Une aventure incroyable filmée par un réalisateur rare qui nous livre ici un film mineur, mais efficace. La caution "histoire vraie" renforce notre ressenti et notre empathie. Impossible de ne pas se dire que ce que ces hommes vécu tient du miracle. Leur parcours au cinéma est malheureusement handicapé par le fait que des tas de films de cette nature ont été fait auparavant. Certains lieux communs sont pratiqués (les premières victimes; les dangers inattendus; la faim; les rencontres en route...) On pense par exemple à "Sept ans au Tibet" pour le péril du voyage et la quête de certains personnages mais sans le sentimentalisme de J.J Annaud. Peter Weir sait que l'histoire et le contexte se suffisent à eux-même. Les interprètes sont étonnants, surtout Colin Farrell très impliqué en malfrat. Et la beauté des paysages est à couper le souffle.
" Les chemins de la Liberté " ou comment un petit groupe réussit à s"échapper d'un camp de concentration Sibien et traverse tout un continent pour rejoindre leur patrie . On s'inquiète quand on constate que les personnages sont sortie dés le premier quart d'heure , on à peur que l'intrigue tourne en rond et que ca n'évolue pas ; et pourtant grande surprise ca finit trop vite ! C'est juste une leçon de vie qui montre que l'homme est capable de tout pour atteindre un but bien précis . Sans doute un top de l'année 2011 , Peter Weir frappe très fort !

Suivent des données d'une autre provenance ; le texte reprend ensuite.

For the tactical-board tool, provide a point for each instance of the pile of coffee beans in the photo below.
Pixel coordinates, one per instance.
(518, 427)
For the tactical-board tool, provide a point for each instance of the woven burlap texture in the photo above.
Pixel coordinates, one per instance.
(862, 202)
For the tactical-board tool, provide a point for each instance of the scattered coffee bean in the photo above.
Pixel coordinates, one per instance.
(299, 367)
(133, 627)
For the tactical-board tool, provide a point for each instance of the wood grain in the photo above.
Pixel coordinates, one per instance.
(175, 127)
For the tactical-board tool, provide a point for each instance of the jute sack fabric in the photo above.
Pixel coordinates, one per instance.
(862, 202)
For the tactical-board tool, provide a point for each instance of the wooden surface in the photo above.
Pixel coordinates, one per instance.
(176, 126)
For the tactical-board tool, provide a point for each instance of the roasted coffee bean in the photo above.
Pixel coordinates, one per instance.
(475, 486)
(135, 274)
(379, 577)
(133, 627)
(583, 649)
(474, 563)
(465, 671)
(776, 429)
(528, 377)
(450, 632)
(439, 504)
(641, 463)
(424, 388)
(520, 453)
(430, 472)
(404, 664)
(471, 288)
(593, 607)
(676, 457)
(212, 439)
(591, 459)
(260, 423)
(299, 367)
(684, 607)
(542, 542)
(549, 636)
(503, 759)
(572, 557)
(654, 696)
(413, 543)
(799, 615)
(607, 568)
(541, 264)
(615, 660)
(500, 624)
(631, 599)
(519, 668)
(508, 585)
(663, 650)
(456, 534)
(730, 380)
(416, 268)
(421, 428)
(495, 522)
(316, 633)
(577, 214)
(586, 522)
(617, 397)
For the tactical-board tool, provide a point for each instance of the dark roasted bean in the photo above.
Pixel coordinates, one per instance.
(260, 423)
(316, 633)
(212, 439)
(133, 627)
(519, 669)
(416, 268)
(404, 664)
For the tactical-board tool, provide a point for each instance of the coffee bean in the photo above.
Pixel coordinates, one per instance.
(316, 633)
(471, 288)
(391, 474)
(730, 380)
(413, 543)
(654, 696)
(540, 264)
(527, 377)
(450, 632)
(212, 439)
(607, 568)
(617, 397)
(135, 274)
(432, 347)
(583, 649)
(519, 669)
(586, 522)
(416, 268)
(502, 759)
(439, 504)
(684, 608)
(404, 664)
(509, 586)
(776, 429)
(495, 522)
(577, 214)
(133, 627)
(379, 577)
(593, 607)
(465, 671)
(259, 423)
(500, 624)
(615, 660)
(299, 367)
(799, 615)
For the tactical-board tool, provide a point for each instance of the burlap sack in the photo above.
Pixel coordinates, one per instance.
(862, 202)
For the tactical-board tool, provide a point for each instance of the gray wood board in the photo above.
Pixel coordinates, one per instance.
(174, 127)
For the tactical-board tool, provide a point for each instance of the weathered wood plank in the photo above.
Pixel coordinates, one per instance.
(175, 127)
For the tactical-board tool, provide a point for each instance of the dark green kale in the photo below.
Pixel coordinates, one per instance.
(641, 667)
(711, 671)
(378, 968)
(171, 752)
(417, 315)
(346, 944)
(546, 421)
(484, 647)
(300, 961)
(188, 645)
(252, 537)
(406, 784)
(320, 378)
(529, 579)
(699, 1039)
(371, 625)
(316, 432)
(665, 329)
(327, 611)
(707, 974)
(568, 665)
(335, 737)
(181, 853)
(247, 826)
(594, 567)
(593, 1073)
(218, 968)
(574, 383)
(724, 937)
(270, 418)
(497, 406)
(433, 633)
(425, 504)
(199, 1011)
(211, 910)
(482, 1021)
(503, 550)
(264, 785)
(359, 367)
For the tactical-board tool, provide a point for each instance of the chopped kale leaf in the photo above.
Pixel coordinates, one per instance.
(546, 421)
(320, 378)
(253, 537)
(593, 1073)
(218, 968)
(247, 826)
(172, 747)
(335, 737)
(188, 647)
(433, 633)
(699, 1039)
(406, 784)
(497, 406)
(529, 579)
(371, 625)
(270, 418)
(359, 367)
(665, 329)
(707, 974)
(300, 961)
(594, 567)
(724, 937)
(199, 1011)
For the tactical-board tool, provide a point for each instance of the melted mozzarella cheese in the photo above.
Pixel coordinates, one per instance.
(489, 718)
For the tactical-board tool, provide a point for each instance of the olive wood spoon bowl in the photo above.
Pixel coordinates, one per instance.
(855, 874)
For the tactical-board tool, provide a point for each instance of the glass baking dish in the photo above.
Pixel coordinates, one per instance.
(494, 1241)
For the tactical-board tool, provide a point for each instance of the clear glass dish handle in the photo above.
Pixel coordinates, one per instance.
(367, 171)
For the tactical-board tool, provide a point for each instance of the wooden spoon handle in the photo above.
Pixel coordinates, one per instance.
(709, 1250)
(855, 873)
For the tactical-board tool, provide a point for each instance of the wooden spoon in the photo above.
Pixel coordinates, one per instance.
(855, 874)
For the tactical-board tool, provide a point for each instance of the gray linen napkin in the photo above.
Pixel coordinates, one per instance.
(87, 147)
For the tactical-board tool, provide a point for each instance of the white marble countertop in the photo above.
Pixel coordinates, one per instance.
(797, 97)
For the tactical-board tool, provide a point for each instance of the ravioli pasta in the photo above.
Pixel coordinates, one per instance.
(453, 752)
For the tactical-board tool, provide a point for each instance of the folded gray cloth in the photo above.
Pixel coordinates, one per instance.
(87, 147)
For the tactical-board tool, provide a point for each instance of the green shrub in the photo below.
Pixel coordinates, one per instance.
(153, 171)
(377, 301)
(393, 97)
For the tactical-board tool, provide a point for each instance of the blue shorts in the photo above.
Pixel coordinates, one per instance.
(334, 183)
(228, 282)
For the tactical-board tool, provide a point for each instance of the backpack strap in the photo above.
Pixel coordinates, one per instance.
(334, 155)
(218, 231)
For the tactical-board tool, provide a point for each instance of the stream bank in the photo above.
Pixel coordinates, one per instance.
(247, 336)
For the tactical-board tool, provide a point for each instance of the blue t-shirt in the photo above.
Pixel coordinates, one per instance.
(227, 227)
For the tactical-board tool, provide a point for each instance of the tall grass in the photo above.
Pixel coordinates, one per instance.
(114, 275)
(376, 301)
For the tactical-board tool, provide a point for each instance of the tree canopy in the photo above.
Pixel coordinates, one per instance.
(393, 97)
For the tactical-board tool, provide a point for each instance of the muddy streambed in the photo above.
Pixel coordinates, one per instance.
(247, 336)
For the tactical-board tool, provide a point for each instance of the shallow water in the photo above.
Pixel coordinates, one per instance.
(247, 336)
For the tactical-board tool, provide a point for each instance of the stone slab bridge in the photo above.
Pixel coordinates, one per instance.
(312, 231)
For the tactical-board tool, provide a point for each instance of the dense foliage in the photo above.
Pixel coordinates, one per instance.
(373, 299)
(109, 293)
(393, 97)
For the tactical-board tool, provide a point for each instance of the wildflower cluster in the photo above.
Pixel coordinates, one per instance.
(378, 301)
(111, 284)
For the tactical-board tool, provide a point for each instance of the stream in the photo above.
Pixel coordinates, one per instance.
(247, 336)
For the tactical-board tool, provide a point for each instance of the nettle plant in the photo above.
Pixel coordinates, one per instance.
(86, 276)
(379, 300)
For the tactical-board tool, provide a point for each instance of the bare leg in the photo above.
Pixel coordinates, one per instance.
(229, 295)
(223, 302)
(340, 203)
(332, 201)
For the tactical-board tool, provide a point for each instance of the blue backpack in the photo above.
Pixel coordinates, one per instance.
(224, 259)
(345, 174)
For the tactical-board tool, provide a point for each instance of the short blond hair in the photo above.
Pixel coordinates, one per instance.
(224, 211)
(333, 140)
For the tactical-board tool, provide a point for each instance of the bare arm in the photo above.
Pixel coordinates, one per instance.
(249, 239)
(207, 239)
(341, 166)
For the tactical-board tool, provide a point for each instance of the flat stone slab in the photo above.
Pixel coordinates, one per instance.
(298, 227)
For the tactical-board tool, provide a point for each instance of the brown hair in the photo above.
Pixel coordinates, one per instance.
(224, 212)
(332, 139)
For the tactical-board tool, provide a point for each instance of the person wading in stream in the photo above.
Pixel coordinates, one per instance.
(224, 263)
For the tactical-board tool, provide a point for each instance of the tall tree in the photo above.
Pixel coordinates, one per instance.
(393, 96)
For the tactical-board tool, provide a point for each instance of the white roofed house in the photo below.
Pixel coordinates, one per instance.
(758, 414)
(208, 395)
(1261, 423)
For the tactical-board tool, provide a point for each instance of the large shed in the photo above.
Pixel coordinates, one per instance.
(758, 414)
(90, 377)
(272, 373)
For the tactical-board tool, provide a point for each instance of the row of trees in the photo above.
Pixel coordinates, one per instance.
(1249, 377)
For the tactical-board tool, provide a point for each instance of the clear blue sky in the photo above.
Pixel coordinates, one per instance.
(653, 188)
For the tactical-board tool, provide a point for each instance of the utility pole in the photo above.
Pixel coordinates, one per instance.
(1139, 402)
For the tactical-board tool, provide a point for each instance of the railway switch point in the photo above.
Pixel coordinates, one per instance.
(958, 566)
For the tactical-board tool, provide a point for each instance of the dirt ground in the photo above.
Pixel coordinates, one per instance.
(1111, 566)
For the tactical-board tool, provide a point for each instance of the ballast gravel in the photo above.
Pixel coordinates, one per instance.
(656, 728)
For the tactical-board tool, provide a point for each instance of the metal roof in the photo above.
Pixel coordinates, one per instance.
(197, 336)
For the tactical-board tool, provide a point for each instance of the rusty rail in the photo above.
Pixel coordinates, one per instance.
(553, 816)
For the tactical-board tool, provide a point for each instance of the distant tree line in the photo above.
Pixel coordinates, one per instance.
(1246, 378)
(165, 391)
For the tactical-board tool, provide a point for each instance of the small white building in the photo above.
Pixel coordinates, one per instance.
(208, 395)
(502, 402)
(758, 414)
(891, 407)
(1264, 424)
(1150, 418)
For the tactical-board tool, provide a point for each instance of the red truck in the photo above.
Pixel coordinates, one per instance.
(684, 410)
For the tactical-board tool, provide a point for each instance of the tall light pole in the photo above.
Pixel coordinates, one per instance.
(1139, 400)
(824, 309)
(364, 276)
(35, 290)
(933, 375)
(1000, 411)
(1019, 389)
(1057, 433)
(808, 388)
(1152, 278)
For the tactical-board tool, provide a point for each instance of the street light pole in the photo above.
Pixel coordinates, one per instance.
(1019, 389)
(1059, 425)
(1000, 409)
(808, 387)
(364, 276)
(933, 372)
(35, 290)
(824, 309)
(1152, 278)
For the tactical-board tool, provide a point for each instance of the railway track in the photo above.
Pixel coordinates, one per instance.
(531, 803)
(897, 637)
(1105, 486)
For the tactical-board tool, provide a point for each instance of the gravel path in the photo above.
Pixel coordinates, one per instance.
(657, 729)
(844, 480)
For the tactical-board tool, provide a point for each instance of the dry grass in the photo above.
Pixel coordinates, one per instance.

Depuis son arrivée à Hollywood, ce maître du cinéma australien est un devenu un artisan habile, capable du meilleur ("Witness"), comme du pire ("Le cercle des poètes disparus", "État second"). Ce trekking movie suit tous les sentiers balisés de l’académisme à Oscars : "grand" sujet, imagerie Nouvelles frontières, surjeu (Colin Farrell), dénouement édifiant (un bed and breakfast chez nos amis Tibétains !). Que le récit soit adapté d’un roman à succès tiré d’un fait réel nous fait une aussi belle jambe que les protagonistes.
1939 : la Pologne est partagée entre Hitler et Staline… séduisante alternative !!! Dans la partie soviétique, les opposants (réels ou imaginaires !) au régime sont envoyés dans les goulags, conformément à la paranoïa des dictateurs à la brutalité absurde… Et là, le meilleur geôlier, c’est la Sibérie, avec ses 13 millions de km² et ses conditions extrêmes, impitoyable et cruelle même si parfois elle est belle… Une poignée de prisonniers politiques et un de droit commun réussissent à s’échapper et vont faire une promenade de quelques milliers de kilomètres à travers la taïga, le long du lac Baïkal, à travers la Mongolie, le désert de Gobi, l’Himalaya, pour arriver en Inde… Quelques uns sont restés en route, ils ne sont plus que 4 pour voir les champs de thé… Fuir l’enfer pour l’enfer de la faim, de la soif, du froid… c’est ce que raconte le film, une longue série d’épreuves auxquelles on finit presque par s’habituer… cela aurait faire un beau film d’aventures, mais il n’y a pas l’étincelle, la puissance dramatique, les personnages ne sont pas assez fouillés… Ce n’est pas carrément déplaisant, mais c’est trop long et trop plat… à mon avis, bien sûr…
De superbes paysages et un casting proche du fantasme ne réussiront malheureusement pas à nous tirer de cette monotonie dépassant la frontière de l'écran. Ce qui aurait pu être un drame romanesque intense ne sera qu'un film moyen qui s'effacera de nos mémoires aussitôt les lumières rallumées.